Reblocking (Up/Down Sampling)#

Reblocking changes the block size of a regular model:

  • Upsampling creates a finer grid (smaller blocks).

  • Downsampling creates a coarser grid (larger blocks).

Configuration is explicit per attribute. This avoids accidental defaults when continuous and class-like attributes are mixed in one model.

Note

Not all upsampling methods are interpolative. mode, nearest, and parent are class-preserving assignment methods.

Upsampling#

Use parq_blockmodel.blockmodel.ParquetBlockModel.upsample() with an upsample_config mapping every attribute to a method.

Supported methods are:

  • linear: continuous interpolation (for continuous numeric attributes)

  • nearest: nearest-source assignment (class-safe)

  • mode: neighborhood class mode with deterministic tie-break (lowest code/value)

  • parent: inherit value directly from the parent block (exact replication)

Typical mixed configuration:

upsampled = pbm.upsample(
    new_block_size=(0.5, 0.5, 0.5),
    upsample_config={
        "grade": "linear",          # continuous
        "density": "linear",        # continuous
        "rock_type": "mode",        # categorical / class-like
        "domain_code": "parent",    # integer-coded classes
    },
)

If any attribute is omitted from upsample_config, upsampling fails immediately with a clear error.

Downsampling#

Use parq_blockmodel.blockmodel.ParquetBlockModel.downsample() with an aggregation_config mapping attributes to method dictionaries.

Common methods include:

  • mean

  • sum

  • weighted_mean (requires basis)

  • mode (class-like attributes)

Typical mixed configuration:

downsampled = pbm.downsample(
    new_block_size=(2.0, 2.0, 2.0),
    aggregation_config={
        "grade": {"method": "weighted_mean", "basis": "dry_mass"},
        "dry_mass": {"method": "sum"},
        "volume": {"method": "sum"},
        "rock_type": {"method": "mode"},
        "domain_code": {"method": "mode"},
    },
)

Using schema-calculated aggregation inputs#

Aggregation inputs can come from schema df-eval metadata, not only persisted parquet columns. This is useful when a weighted basis (or an aggregated target) is derived from other attributes.

Example: tonnes and contained_metal are calculated in the schema, then used in downsampling:

downsampled = pbm.downsample(
    new_block_size=(2.0, 2.0, 2.0),
    aggregation_config={
        "grade": {"method": "mean"},
        "contained_metal": {"method": "weighted_mean", "basis": "tonnes"},
    },
)

In this call:

  • tonnes is used as the weighted basis even if it is not stored on disk.

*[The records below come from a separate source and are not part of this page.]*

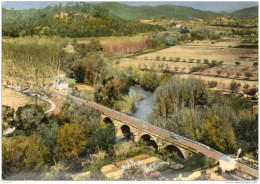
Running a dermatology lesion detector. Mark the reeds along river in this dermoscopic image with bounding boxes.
[129,86,155,121]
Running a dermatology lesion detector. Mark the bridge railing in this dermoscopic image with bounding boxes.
[50,91,223,154]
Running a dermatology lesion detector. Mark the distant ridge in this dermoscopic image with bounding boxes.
[96,2,223,20]
[228,6,258,18]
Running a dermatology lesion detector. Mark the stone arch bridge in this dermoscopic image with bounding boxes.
[46,90,223,161]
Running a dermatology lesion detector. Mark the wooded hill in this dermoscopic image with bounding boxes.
[229,6,258,18]
[96,2,258,20]
[2,3,164,38]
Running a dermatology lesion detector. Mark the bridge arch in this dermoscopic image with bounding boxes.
[103,117,114,124]
[139,134,158,150]
[120,125,134,140]
[164,145,185,159]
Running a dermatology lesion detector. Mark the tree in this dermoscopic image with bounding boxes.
[200,112,236,153]
[217,70,222,76]
[56,123,87,163]
[95,79,122,107]
[2,134,48,175]
[15,105,45,135]
[2,105,14,131]
[245,72,252,79]
[230,81,240,93]
[87,124,115,153]
[235,61,240,66]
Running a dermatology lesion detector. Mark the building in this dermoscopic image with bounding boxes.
[219,155,237,171]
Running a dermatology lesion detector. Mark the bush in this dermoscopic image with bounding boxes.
[235,61,240,66]
[208,81,218,88]
[243,84,249,89]
[236,72,241,77]
[190,65,206,72]
[208,60,218,67]
[162,56,166,61]
[217,70,222,76]
[203,59,209,65]
[218,61,224,66]
[175,57,181,62]
[230,81,241,93]
[245,72,252,79]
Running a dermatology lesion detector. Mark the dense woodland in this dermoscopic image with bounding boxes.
[2,3,164,38]
[2,3,258,180]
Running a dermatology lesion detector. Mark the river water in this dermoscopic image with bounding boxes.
[129,86,155,121]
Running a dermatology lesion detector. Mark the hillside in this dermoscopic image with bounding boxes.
[96,2,221,20]
[2,3,164,38]
[229,6,258,18]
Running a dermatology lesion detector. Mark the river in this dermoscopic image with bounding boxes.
[129,86,155,121]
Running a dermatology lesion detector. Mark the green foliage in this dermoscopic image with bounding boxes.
[185,153,215,168]
[95,79,122,107]
[56,123,87,169]
[190,65,206,72]
[97,2,219,20]
[154,77,207,116]
[141,71,160,91]
[15,105,45,135]
[3,3,164,38]
[2,105,14,131]
[87,124,115,153]
[200,112,236,152]
[208,81,218,88]
[235,115,258,152]
[230,81,240,93]
[2,134,48,175]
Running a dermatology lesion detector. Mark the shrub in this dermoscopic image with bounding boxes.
[162,56,166,61]
[113,141,134,156]
[216,70,222,76]
[245,72,252,79]
[203,59,209,65]
[208,81,218,88]
[190,65,206,72]
[235,61,240,66]
[208,60,217,67]
[175,57,181,62]
[236,72,241,77]
[243,84,249,89]
[174,66,179,72]
[230,81,240,93]
[217,61,224,66]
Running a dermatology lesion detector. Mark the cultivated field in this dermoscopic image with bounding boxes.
[115,40,258,89]
[2,87,50,111]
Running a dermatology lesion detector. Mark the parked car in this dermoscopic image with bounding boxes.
[171,134,180,141]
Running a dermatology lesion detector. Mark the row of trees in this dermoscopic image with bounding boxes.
[2,101,114,179]
[2,39,66,91]
[150,77,258,153]
[3,4,164,38]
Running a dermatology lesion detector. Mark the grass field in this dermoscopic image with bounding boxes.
[117,40,258,89]
[2,87,50,111]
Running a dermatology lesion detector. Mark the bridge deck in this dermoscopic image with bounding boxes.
[46,90,258,177]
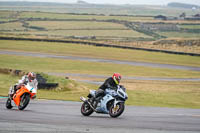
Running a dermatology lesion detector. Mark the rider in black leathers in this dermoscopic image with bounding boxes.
[90,73,121,107]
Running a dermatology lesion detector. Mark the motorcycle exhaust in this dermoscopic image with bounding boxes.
[80,97,98,112]
[80,97,87,102]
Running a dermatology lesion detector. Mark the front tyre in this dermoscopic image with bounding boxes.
[109,102,125,118]
[6,98,13,109]
[18,93,30,110]
[81,102,94,116]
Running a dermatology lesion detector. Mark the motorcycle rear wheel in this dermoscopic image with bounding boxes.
[81,102,94,116]
[6,98,13,109]
[109,102,125,118]
[18,93,30,110]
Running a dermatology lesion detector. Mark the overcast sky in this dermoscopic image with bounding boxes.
[0,0,200,5]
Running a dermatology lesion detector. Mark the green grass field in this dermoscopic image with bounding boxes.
[157,32,200,39]
[0,74,200,108]
[0,55,200,78]
[0,40,200,67]
[0,7,200,108]
[179,25,200,29]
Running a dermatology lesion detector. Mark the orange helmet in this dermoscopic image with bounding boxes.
[28,72,36,82]
[112,73,122,85]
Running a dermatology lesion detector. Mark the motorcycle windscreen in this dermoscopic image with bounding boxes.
[26,82,37,93]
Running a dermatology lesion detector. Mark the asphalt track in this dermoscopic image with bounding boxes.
[0,50,200,84]
[0,50,200,71]
[0,98,200,133]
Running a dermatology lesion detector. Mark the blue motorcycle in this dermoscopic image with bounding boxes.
[80,85,128,118]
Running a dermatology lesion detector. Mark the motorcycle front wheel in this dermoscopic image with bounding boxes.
[6,98,13,109]
[18,93,30,110]
[81,102,94,116]
[109,102,125,118]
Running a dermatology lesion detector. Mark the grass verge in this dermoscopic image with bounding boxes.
[0,55,200,78]
[0,74,200,108]
[0,40,200,67]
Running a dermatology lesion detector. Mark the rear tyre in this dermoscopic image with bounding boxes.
[18,93,30,110]
[109,102,125,118]
[81,102,94,116]
[6,98,13,109]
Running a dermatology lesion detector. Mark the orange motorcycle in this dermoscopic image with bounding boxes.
[6,83,37,110]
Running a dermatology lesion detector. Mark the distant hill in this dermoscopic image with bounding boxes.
[167,2,200,9]
[0,1,63,6]
[77,0,89,4]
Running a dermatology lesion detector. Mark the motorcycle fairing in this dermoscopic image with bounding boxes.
[96,94,114,114]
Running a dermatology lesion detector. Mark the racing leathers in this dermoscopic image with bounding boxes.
[92,77,118,103]
[9,75,38,97]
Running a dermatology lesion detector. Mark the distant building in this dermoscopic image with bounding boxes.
[154,15,167,20]
[194,14,200,17]
[77,0,88,4]
[185,14,200,20]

  • contained_metal can be aggregated even if it is only schema-defined.

  • Aggregation math stays unchanged; only input materialization differs.

For regular models, basis: "volume" can also be used without persisting a volume column. volume is available as a built-in calculated column from geometry (pbm.geometry.block_volume).

Handling partially-filled blocks with fill_ratio#

When downsampling sparse or partially-filled block models, use the fill_ratio key to normalize aggregation by the fraction of blocks actually occupied.

This is useful if child blocks in a region are only partly filled (e.g., from surface-only meshes or sparse models), and you want to avoid underestimating aggregated values.

Example: downsampling a grade with fill-aware weighting:

downsampled = pbm.downsample(
    new_block_size=(2.0, 2.0, 2.0),
    aggregation_config={
        "grade": {"method": "weighted_mean", "basis": "mass", "fill_ratio": "fill_factor"},
        "mass": {"method": "sum", "fill_ratio": "fill_factor"},
        "fill_factor": {"method": "mean"},  # required: aggregate the fill ratio itself
    },
)

How it works:

  • fill_factor must be an attribute (array) with values in [0, 1] that indicate the fraction of child blocks that are occupied in each coarse block.

  • For sum with fill_ratio: "fill_factor": result = (sum of values) / mean(fill_factor).

  • For weighted_mean with fill_ratio: "fill_factor": result = (sum of (values * basis)) / (mean(fill_factor) * sum of basis).

Only one fill_ratio attribute may be used across all aggregations in a single downsampling call. If you omit fill_ratio, aggregations work on all available child blocks without normalization.

Choosing methods#

Use this rule of thumb:

  • Continuous attributes (grade, density, porosity): linear for upsample, mean/weighted_mean for downsample.

  • Class-like attributes (categorical labels, integer-coded domains): parent, nearest, or mode for upsample, mode for downsample.

IDW interpolation#

Inverse Distance Weighting (IDW) is not currently implemented.

In this package, adding IDW for upsampling is likely non-trivial because it would need:

  • method wiring across API/config validation,

  • deterministic handling for boundary and missing data,

  • behavior definition for integer and class-like attributes,

  • new regression and integration tests.

Given that, IDW is best treated as a separate scoped feature after the class-safe upsampling behavior is finalized.